In this type of investment, the fund houses employ algorithms that process vast amounts of data to take decisions about the securities, asset allocation and risk management.
Currently, there are 8 quant funds in Indian MF industry. These funds have total AUM of around Rs. 6300 crore. Comparing the three years return among these 8 funds, 5 funds beat their benchmark returns by comfortable margins while two funds underperformed compared to the benchmark return in three year period.

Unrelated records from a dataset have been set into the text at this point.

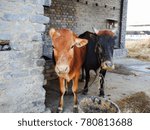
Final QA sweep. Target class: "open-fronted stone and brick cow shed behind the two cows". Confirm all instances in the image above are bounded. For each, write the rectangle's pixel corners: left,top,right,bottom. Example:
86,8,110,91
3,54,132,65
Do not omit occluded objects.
0,0,127,112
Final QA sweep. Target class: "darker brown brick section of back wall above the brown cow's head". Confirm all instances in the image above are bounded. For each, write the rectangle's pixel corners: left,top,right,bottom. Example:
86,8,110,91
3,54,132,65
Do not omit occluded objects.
45,0,76,30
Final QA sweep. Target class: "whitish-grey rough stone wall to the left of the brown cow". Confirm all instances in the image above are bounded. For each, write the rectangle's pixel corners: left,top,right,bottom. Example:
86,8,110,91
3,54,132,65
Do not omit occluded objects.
0,0,51,112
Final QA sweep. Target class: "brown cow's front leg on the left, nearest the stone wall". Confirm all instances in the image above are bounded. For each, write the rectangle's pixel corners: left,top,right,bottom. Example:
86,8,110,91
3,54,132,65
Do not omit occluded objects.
57,78,65,113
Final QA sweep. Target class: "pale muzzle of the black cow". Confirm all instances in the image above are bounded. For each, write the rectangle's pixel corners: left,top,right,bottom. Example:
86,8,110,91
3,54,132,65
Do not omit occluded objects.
101,61,115,70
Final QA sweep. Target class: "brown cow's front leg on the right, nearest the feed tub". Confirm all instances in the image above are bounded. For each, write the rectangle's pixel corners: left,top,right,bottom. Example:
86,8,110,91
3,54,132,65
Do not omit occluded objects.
72,75,79,113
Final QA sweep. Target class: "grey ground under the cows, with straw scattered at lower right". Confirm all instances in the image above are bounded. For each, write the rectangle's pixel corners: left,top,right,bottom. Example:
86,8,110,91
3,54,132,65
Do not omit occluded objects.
45,58,150,113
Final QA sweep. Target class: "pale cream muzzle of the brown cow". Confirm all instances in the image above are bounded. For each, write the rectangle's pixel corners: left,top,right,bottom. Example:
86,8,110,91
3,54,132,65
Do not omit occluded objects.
55,65,70,76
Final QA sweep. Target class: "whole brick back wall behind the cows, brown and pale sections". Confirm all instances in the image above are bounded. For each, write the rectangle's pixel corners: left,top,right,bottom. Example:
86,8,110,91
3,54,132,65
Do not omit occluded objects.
44,0,121,34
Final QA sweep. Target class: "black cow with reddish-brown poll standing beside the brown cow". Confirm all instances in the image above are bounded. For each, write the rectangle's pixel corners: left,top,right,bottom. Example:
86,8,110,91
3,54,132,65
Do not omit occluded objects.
79,30,116,97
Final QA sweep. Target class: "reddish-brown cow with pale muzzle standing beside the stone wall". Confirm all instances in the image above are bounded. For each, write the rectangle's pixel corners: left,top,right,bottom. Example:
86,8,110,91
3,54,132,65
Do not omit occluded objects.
49,28,88,112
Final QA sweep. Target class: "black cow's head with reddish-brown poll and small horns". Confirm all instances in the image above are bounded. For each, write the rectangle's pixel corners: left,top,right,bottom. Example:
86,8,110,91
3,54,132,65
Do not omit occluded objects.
95,30,116,70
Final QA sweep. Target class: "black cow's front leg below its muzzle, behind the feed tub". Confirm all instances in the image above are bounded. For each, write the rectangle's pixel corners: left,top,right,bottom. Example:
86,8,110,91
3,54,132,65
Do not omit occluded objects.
99,69,106,97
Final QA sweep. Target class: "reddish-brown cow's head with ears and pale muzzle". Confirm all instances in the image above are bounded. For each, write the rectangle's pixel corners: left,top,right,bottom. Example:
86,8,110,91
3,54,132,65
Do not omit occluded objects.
49,28,88,76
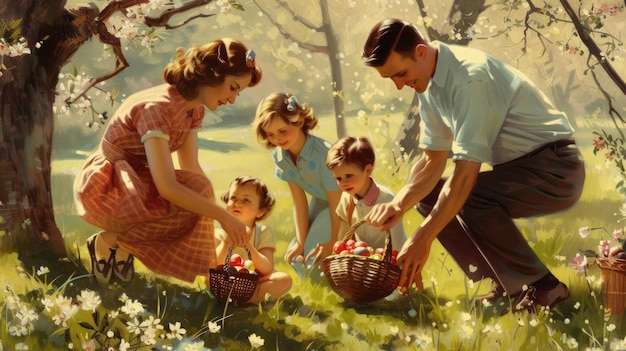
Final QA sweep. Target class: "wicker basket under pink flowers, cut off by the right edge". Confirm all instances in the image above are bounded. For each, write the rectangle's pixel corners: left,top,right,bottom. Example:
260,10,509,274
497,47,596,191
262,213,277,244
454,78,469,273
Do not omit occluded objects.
596,257,626,317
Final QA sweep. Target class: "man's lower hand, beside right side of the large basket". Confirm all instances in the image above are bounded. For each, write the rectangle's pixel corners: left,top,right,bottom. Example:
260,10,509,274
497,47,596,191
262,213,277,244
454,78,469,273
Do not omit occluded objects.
396,231,432,292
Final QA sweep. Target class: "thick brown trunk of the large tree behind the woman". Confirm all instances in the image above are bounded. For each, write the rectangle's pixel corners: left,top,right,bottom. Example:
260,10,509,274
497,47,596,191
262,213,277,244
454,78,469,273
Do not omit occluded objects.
0,0,97,257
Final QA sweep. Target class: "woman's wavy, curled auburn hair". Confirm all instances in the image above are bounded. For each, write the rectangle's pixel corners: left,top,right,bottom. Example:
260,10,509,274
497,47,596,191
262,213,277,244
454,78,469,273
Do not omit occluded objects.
163,38,263,100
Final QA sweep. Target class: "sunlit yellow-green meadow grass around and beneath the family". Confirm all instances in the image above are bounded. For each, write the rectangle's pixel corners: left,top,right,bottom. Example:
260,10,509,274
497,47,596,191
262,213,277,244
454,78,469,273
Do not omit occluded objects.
0,115,626,350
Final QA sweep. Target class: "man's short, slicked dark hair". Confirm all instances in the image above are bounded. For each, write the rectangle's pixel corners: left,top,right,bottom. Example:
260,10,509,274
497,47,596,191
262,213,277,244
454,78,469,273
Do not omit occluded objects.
361,18,426,67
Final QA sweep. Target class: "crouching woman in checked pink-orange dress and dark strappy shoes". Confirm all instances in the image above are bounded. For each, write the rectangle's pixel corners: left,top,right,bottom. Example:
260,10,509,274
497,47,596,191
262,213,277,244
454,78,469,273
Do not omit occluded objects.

One fund did not have three year track record.
Key features
- A data-driven investment approach using historical data, market trends, and predictive analytics to eliminate emotional or subjective biases
- The fund houses have their own pre-programmed algorithms to take investment decisions based on specific conditions
- The decision-making algorithms in the quant funds can be designed as per the investment goals like capital appreciation, wealth generation or risk mitigation
- Quant funds often include wide range of securities to spread the risk of the fund
How do they invest?
- The algorithms in the quant funds are based on factors like value, growth, momentum, or volatility
- These funds balance long and short positions to reduce market risk
- The algorithm allows the managers to choose high-frequency trading that is based on short-term market inefficiencies
Advantages
- Quant funds are focused on objective decision making based on data and predefined rules. They eliminate human biases like overconfidence, fear, or greed
- These funds take investment decisions as per the digital calculation which can help identify the opportunities that might be overlooked by human analysts
- Clear rules and mathematical methodology help the investors to have a understanding about the operation of the fund
Risks and limitations
- The risk of model may also reflect in the overall fund performance as the algorithms are trained on the historical data which may not be bias free
- Excessive reliance on data is not useful in predicting or hedging against the developing trends in the market
- Investment models and their algorithms are complex set of rules, they may not be easy for the retail investors to understand
- Quant funds are mandated to churn or trade only at specific times making it difficult to adjust to rapidly changing market conditions
Who should invest?
- Quant funds are optimal investment option for those who are tech savvy and believe in data driven approach of investment
- Investors who are comfortable in understanding the complexities of quantitative models
What does the future holds?
The example of US market can be quoted to show the importance and relevance of quant mutual funds in maturing markets. Till 1989, the assets under management under quantitative approach-based funds were non-existent but today these funds manage 35% of total AUM in US markets.
Although the total AUM in Indian MF industry has crossed Rs.68 lakhs but the quant funds cover only around 1.5% of total AUM. This along with the continuous maturing of Indian markets will result in further growth in such investment options.
Further, the prevalence of artificial intelligence and large language models will also increase the acceptance of this category of investments.